Custom integration is when you have to write specific software to get two apps talking to each other, or when you somehow fill the gap between two apps with code you wrote yourself or somebody wrote for you.

And what’s interesting is I’m speaking to a lot of accounting practices, and many of them, many of the modern accounting practices are engaging software engineers who can write code. And then what’s happening is, they’re saying, well, we want to have an automated workflow management solution in our practice. We need you to write some code to make some of these things happen. It’s a cost centre for the business. But what they then do is they can see their clients would benefit from having some of their solutions linked up. And they’re offering their software engineers, their internal software engineers, and they’re charging them out to their clients. They’re turning them into a Revenue Centre for their business. They’re engaging a software engineer as a neutral cost for them in that they can charge them out plus, they have the technical knowledge to use within their firm, which is very interesting.
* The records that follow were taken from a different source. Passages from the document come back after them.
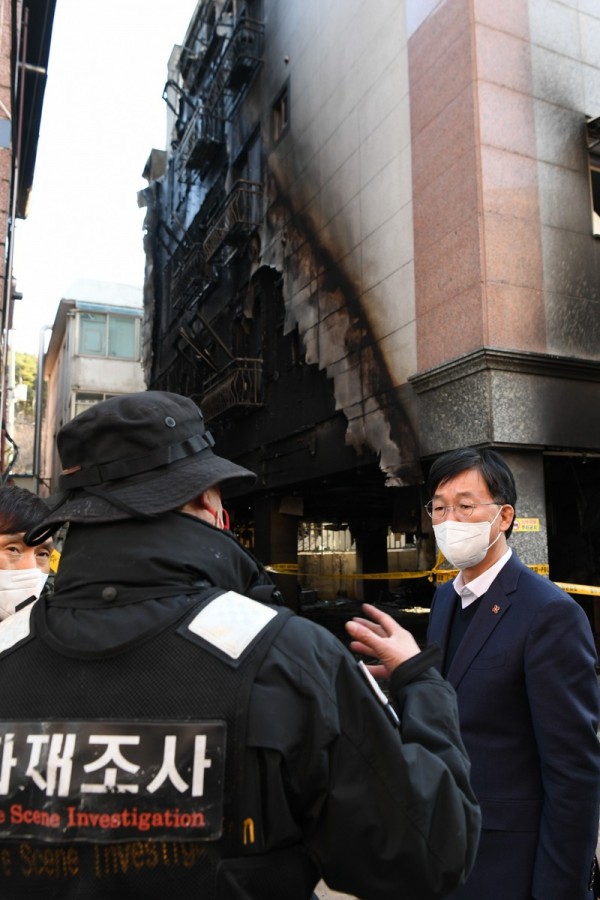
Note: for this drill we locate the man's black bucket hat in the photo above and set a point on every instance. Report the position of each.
(135, 456)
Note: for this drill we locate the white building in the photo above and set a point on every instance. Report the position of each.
(94, 353)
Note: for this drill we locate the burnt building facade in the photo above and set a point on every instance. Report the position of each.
(371, 238)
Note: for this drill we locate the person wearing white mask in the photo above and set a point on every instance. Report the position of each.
(520, 654)
(23, 570)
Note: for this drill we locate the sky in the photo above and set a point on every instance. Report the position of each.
(103, 113)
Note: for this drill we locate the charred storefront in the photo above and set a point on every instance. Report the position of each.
(350, 275)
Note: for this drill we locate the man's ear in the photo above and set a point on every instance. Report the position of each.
(200, 505)
(507, 516)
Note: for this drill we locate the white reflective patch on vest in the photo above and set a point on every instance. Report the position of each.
(231, 621)
(15, 628)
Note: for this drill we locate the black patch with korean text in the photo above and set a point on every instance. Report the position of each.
(111, 781)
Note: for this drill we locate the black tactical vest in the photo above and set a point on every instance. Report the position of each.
(173, 676)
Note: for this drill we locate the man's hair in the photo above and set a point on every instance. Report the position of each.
(19, 509)
(494, 471)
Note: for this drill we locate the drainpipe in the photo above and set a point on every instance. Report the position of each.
(37, 435)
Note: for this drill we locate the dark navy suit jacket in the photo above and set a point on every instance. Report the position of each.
(524, 674)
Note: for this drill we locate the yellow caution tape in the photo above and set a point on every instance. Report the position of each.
(54, 560)
(590, 590)
(438, 575)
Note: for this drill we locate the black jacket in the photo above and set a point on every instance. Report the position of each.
(339, 792)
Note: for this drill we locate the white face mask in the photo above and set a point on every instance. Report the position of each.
(464, 544)
(17, 585)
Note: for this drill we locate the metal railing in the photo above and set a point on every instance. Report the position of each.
(237, 218)
(238, 385)
(203, 135)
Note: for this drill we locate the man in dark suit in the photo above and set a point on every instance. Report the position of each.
(520, 654)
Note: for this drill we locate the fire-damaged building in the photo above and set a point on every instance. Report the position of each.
(373, 237)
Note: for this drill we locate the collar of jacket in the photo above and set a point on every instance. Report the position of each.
(130, 561)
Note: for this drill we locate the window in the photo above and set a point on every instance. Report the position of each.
(281, 115)
(109, 335)
(595, 188)
(83, 401)
(593, 142)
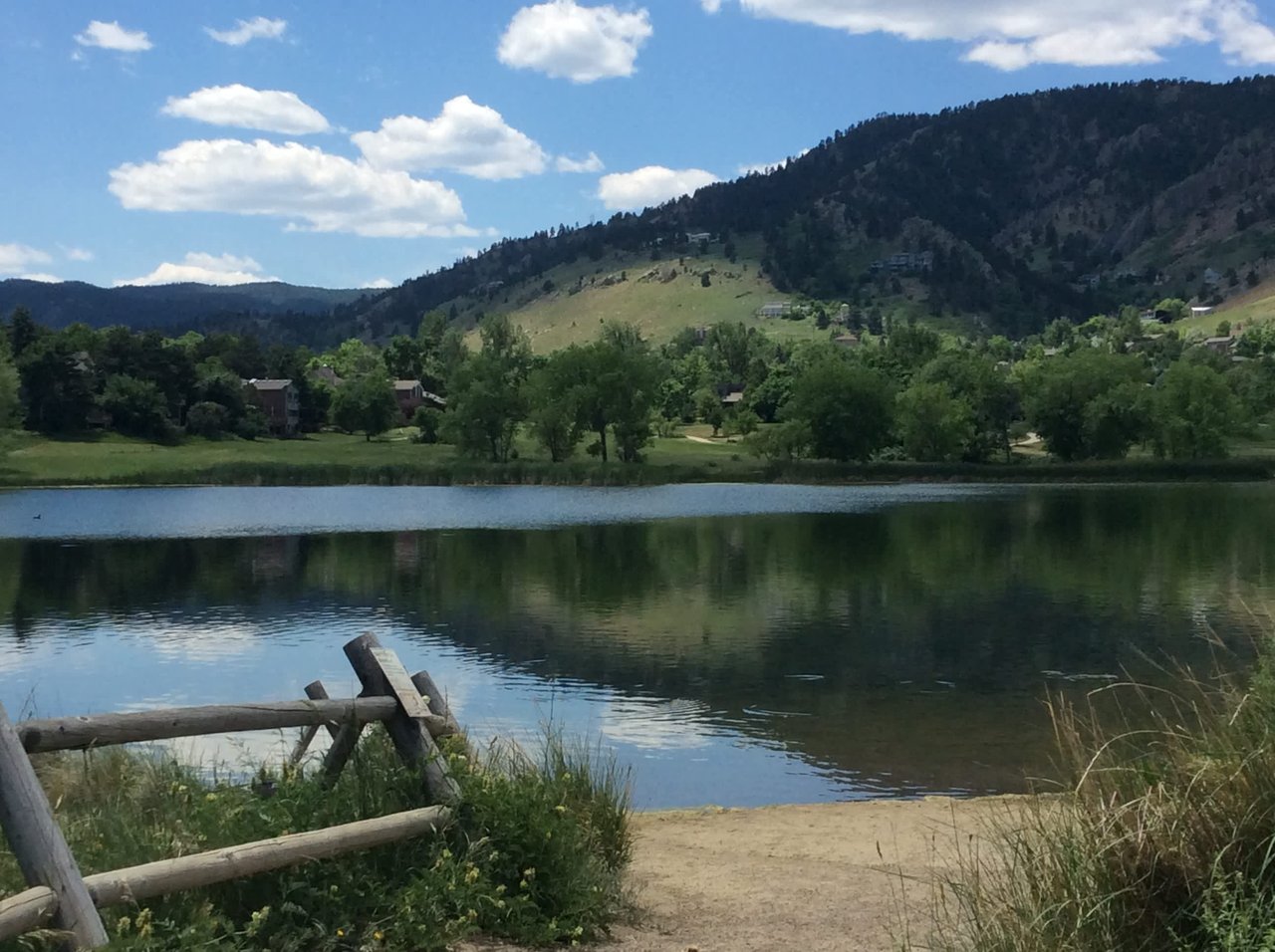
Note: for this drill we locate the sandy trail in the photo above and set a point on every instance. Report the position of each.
(791, 877)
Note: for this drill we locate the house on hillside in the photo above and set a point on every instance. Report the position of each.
(279, 401)
(410, 394)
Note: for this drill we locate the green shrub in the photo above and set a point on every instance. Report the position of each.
(534, 852)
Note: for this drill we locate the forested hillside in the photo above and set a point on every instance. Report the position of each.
(1016, 210)
(272, 310)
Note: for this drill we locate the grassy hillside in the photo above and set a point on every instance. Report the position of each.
(569, 304)
(1257, 306)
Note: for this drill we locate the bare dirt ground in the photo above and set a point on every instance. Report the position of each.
(833, 877)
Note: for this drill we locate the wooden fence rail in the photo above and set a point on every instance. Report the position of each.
(412, 710)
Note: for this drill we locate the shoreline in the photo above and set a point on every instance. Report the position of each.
(824, 877)
(566, 474)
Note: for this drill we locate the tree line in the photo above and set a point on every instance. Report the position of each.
(1085, 391)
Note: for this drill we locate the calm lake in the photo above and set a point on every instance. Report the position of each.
(733, 643)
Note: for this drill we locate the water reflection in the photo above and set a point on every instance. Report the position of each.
(891, 649)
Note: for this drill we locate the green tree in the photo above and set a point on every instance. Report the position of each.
(933, 423)
(58, 387)
(847, 406)
(136, 406)
(10, 388)
(1193, 413)
(427, 422)
(554, 397)
(620, 382)
(708, 406)
(486, 394)
(23, 333)
(365, 403)
(208, 419)
(1087, 404)
(354, 358)
(991, 394)
(401, 357)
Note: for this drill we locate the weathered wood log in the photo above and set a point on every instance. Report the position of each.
(315, 691)
(342, 747)
(27, 911)
(382, 673)
(436, 701)
(39, 845)
(150, 879)
(167, 875)
(105, 729)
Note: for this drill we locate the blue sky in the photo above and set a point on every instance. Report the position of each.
(363, 144)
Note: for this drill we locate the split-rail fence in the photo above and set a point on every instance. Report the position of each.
(412, 709)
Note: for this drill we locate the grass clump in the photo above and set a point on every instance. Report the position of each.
(1164, 842)
(534, 852)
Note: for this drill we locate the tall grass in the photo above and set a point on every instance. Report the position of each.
(1164, 841)
(534, 852)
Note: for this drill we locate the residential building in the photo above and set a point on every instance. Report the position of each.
(279, 403)
(775, 309)
(410, 394)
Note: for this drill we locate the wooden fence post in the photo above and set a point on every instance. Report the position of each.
(382, 673)
(37, 841)
(315, 691)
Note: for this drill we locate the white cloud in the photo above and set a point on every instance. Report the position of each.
(201, 268)
(650, 185)
(1015, 35)
(269, 110)
(306, 186)
(568, 41)
(246, 31)
(590, 163)
(113, 36)
(1243, 37)
(465, 136)
(16, 259)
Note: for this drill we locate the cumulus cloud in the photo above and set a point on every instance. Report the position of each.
(113, 36)
(246, 31)
(568, 41)
(203, 268)
(1079, 32)
(465, 137)
(309, 187)
(650, 185)
(16, 258)
(590, 163)
(269, 110)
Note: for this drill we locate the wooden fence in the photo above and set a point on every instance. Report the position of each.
(412, 709)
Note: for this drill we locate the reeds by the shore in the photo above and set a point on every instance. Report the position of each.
(1163, 842)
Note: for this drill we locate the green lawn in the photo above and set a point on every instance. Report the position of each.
(26, 458)
(335, 459)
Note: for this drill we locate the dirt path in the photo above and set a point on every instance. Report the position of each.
(805, 878)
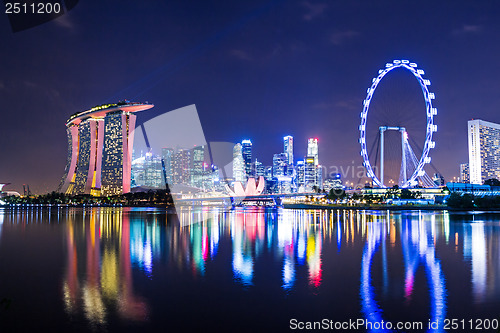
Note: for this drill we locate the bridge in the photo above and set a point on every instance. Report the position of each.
(258, 200)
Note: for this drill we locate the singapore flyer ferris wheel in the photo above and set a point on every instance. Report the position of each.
(412, 171)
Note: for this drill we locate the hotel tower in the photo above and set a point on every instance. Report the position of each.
(100, 142)
(484, 150)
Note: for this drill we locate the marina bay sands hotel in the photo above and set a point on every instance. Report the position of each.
(100, 142)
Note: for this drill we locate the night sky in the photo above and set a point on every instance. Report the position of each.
(254, 69)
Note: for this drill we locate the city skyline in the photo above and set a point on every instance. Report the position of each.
(296, 67)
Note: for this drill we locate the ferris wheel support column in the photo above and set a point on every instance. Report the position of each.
(403, 155)
(382, 130)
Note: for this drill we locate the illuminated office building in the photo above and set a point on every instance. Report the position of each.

What some of these firms are evolving to do is they’re putting in the solution themselves. And then realise we’ve got a nice product here, why don’t we start selling it to other people. Several solutions out there have been born out of needs from accounting practices. So for instance, Practice Ignition, which is a now  a really robust, complete onboarding solution that was born out of a need of a very young modern accounting practice, that said that there’s got to be a better and quicker way to onboard clients, get them to sign a document in the sky, get them into in the clouds, and then get all of the invoices automated in generating from the agreements in place that was signed up on that document, and then push all those invoices out that way. There’s another solution based out of Adelaide called account Account-Kit, again, they started developing solutions within the business, then packaged up and sell that as a separate solution to other businesses. It’s very interesting. I think, as accountants, we’re going to see a lot more of this happening both in terms of the custom integration, but in terms of accountants evolving and developing their own accounting apps and selling them back into the accounting world.